Завывания, переходящие в рев, донеслись из темноты с новой силой и заметно ближе.
– Представь на минуту: ты крепко спишь, без снов, тревог и боли. А тебя бесцеремонно, наглым образом будят. Тебе это понравится? – горестно вопрошал отрядный священник.
– Я уже привык. И почти не обижаюсь, когда меня каждое утро бесцеремонно и самым наглым образом будят. И еще при этом пугают,– пробурчал в ответ Лева, косясь на командира группы.– Может, самую малость обидно.
Кузнецов выпад в свой адрес проигнорировал. Он аккуратно сплюнул, точно попав Леве на ботинок. Темнота настоящему разведчику не помеха, а друг и надежный помощник.
Снизу, где шла тропа, донесся цокот копыт и тяжелый топот, перемежаемый воем и злым визгом.
– Их что, вместе с конями хоронили? – шепотом спросил Кузнецов.
– Местный обычай,– коротко ответил Шаманов, не вдаваясь в подробности.
Задов в разговор не встревал, опасаясь нарваться на очередную грубость.
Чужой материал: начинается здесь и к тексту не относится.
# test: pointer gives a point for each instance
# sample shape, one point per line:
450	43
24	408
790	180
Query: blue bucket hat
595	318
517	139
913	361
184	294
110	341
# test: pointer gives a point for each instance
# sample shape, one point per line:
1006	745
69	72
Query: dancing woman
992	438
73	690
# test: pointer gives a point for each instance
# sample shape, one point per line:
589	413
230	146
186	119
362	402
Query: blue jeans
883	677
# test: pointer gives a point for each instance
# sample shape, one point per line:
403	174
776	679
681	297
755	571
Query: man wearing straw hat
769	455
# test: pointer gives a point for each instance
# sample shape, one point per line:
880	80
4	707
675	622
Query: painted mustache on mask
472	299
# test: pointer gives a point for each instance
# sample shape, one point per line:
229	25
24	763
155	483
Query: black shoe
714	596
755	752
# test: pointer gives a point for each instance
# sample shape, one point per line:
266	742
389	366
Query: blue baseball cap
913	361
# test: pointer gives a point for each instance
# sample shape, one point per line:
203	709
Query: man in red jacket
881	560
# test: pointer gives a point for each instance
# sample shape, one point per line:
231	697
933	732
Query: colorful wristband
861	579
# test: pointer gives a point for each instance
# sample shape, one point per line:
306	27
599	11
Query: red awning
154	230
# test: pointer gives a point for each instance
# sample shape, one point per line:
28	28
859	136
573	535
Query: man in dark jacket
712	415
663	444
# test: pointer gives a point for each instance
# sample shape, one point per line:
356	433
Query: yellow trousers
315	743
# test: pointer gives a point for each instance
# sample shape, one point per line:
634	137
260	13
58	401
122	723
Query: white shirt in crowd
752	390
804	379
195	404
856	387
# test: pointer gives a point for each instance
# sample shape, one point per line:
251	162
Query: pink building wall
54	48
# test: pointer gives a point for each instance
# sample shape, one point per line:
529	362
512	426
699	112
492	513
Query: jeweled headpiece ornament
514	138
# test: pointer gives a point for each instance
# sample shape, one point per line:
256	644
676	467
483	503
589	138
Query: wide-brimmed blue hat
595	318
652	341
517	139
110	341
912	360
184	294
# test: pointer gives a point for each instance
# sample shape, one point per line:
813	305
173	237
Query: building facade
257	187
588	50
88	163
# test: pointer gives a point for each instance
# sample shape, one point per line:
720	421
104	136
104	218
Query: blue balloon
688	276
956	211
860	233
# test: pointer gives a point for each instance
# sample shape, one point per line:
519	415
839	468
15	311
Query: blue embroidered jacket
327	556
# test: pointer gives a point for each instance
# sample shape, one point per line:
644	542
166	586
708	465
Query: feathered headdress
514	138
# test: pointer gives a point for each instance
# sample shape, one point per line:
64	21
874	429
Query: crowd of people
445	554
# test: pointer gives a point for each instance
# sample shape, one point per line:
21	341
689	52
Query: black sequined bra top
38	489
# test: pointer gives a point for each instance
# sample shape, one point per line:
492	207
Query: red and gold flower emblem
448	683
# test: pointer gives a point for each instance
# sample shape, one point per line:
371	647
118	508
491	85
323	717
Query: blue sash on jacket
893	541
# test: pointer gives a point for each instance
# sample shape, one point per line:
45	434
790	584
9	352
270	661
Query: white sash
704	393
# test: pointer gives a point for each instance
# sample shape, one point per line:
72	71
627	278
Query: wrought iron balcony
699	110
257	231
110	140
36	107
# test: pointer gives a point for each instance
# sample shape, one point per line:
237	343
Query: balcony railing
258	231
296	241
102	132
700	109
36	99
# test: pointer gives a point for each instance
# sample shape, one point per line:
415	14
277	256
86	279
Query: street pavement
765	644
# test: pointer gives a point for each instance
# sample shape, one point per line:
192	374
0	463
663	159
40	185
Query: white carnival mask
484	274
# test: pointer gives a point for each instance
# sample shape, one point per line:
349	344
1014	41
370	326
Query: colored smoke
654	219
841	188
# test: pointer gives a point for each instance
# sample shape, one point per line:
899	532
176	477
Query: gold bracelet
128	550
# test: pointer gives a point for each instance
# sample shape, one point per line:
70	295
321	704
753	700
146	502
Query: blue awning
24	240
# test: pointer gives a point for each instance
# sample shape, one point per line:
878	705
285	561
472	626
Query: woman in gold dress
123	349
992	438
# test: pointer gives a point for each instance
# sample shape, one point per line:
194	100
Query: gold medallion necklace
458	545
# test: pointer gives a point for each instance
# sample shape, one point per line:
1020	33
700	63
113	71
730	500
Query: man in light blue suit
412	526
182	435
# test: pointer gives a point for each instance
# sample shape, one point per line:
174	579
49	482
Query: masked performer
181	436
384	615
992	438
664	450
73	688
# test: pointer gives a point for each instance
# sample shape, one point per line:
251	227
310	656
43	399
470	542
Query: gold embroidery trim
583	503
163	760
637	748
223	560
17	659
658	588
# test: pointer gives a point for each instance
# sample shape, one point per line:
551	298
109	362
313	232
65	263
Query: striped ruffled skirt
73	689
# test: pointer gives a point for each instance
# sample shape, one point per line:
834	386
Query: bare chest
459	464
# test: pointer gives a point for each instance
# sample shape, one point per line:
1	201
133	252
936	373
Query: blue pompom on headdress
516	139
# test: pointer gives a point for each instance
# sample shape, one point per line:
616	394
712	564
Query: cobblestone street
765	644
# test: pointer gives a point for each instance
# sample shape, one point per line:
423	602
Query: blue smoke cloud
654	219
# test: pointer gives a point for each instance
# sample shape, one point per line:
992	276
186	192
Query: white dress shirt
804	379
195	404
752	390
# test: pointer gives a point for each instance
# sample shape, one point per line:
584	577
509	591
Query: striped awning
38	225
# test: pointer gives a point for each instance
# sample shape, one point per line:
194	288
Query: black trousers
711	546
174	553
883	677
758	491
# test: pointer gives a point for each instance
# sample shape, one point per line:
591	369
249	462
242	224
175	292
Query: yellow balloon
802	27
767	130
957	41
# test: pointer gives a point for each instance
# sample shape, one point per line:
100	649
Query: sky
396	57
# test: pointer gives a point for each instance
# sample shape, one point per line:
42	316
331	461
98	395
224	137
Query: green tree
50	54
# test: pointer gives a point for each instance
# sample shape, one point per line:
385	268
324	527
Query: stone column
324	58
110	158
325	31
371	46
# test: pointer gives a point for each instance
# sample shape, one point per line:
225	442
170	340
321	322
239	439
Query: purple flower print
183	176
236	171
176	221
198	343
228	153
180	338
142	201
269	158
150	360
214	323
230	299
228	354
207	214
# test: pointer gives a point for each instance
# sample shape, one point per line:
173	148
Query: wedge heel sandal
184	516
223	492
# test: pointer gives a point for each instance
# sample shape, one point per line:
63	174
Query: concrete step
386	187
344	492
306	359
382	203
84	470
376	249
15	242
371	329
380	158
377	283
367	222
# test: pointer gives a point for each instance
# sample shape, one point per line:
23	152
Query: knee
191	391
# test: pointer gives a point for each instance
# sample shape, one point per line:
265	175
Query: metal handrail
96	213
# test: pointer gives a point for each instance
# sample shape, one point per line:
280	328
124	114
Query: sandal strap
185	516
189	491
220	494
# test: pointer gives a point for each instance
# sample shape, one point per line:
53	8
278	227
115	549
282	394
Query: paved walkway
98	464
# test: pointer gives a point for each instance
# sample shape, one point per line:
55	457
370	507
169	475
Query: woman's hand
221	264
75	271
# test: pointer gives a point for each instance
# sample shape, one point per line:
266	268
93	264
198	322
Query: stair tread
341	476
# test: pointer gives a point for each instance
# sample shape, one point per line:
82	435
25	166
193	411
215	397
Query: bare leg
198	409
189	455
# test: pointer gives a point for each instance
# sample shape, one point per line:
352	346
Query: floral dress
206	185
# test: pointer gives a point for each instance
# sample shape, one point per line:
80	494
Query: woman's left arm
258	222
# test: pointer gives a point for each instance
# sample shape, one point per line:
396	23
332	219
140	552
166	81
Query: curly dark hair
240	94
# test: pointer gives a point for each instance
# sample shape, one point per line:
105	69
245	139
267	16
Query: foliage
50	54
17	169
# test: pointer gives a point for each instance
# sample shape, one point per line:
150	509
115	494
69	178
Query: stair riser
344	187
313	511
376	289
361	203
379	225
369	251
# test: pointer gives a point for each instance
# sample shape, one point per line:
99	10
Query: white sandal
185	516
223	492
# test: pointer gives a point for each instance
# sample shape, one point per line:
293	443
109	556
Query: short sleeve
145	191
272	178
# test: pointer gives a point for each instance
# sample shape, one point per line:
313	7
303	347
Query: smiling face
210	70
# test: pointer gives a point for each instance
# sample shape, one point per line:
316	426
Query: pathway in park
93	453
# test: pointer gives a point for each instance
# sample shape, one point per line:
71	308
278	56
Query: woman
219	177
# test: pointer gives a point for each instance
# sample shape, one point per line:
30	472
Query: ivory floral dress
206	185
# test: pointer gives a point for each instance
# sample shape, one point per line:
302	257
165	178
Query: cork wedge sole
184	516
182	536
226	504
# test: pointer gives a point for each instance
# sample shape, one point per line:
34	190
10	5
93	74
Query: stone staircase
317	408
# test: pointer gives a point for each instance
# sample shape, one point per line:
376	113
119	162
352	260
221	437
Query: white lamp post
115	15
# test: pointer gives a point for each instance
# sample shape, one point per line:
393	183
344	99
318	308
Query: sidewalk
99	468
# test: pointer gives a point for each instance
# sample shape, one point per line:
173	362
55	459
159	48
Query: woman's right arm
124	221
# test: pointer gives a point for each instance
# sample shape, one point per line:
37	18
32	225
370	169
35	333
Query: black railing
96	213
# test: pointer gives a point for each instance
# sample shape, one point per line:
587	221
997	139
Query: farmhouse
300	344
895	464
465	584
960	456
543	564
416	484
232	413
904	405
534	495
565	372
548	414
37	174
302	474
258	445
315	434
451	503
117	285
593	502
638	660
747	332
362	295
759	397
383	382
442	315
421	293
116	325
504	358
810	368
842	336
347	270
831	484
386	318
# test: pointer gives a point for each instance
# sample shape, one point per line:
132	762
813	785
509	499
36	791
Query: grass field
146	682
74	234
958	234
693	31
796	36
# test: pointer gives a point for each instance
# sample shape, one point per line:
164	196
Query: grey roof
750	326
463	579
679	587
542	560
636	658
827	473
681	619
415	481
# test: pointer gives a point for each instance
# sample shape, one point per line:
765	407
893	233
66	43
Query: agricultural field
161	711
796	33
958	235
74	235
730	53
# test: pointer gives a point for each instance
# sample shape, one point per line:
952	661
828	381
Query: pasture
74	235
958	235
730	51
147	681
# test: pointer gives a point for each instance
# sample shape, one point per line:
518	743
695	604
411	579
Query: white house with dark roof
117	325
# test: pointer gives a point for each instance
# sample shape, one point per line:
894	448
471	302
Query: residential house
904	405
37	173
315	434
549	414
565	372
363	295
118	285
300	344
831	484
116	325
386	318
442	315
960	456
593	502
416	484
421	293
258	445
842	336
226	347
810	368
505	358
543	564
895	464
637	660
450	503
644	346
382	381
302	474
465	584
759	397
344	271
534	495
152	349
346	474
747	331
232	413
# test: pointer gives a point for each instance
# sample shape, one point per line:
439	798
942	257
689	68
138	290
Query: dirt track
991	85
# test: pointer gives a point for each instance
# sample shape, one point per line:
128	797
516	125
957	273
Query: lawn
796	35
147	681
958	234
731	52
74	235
Его товарищи избегали называть тех, кого он разбудил и вызвал.
Цокот затих в стороне, где окопались остатки немецкого каравана. Оттуда послышались испуганные голоса, сменившиеся воплями и выкриками команд. Вражеский лагерь охватила паника. Трассирующие очереди пулеметов и автоматов секли склоны ущелья в разных направлениях.
Яркая вспышка в вершине ущелья над лагерем осветила склоны с белыми вкраплениями пластов снега на темных скалах. Вторая группа подрывников, которых считали пропавшими без вести, наконец увидела трассирующую очередь. Все это время команда слабовидящих дисциплинированно ждала сигнала. Вот и дождались! Лучше поздно, чем никогда…
Зарница на мгновение вырвала громаду гор из темноты, и тут же все исчезло вновь. Тьма после яркой вспышки взрыва стала еще непрогляднее. Раздался грохот обвала. Эхо усилило его и повторило много раз. В ночной тишине разведчикам показалось, что горы раскололись. Выбивая снопы искр, в ущелье посыпались камни, образуя сплошной грохочущий поток.
Грохот затих так же внезапно, как и начался. Из вражеского стана доносились крики и беспорядочная стрельба. В том месте, где находились егеря, замелькали огоньки фонарей. Глухо заухал бубен черных лам. Немцы отбивались от тех, кого разбудил Лева своей незатейливой песенкой. Взлетела ракета и повисла на парашютике, заливая ущелье мертвенным светом. Десантники прижались к земле. Эсэсовцы палили из всех стволов.
Латын схватил свирель и засвистел с новой силой. Грех было не воспользоваться таким моментом. С соседней вершины ему тоненько вторила пастушья дудочка незамысловатым мотивом из двух нот. Две мелодии сплелись в одну. Неизвестный музыкант поддержал Латына, и коряга-дракончик начал оживать. В темноте замерцали красные глазки. С новой силой замолотили по воздуху обрубки-крылья. Дракончик стремительно набрал высоту и черной тенью унесся в сторону ночного боя.
Шаманов сменил тональность и теперь наигрывал уже другую мелодию. Пастушья дудочка вторила ему, насколько хватало мастерства. В темноте показались две красные точки, словно габаритные огни маленького воздушного судна. Ночной летун возвращался. Он летел с натугой, понемногу теряя высоту. В лапках-сучьях у него был зажат ремень офицерской полевой сумки. Не долетев несколько метров до Латына, деревянный дракончик тяжело спикировал на землю. Посадка получилась жесткой. Во все стороны от коряги полетели щепки, но кожаную планшетку она так и не выпустила из лапок. Шаманов перестал играть на свирели, смолкла и свирель невидимого помощника.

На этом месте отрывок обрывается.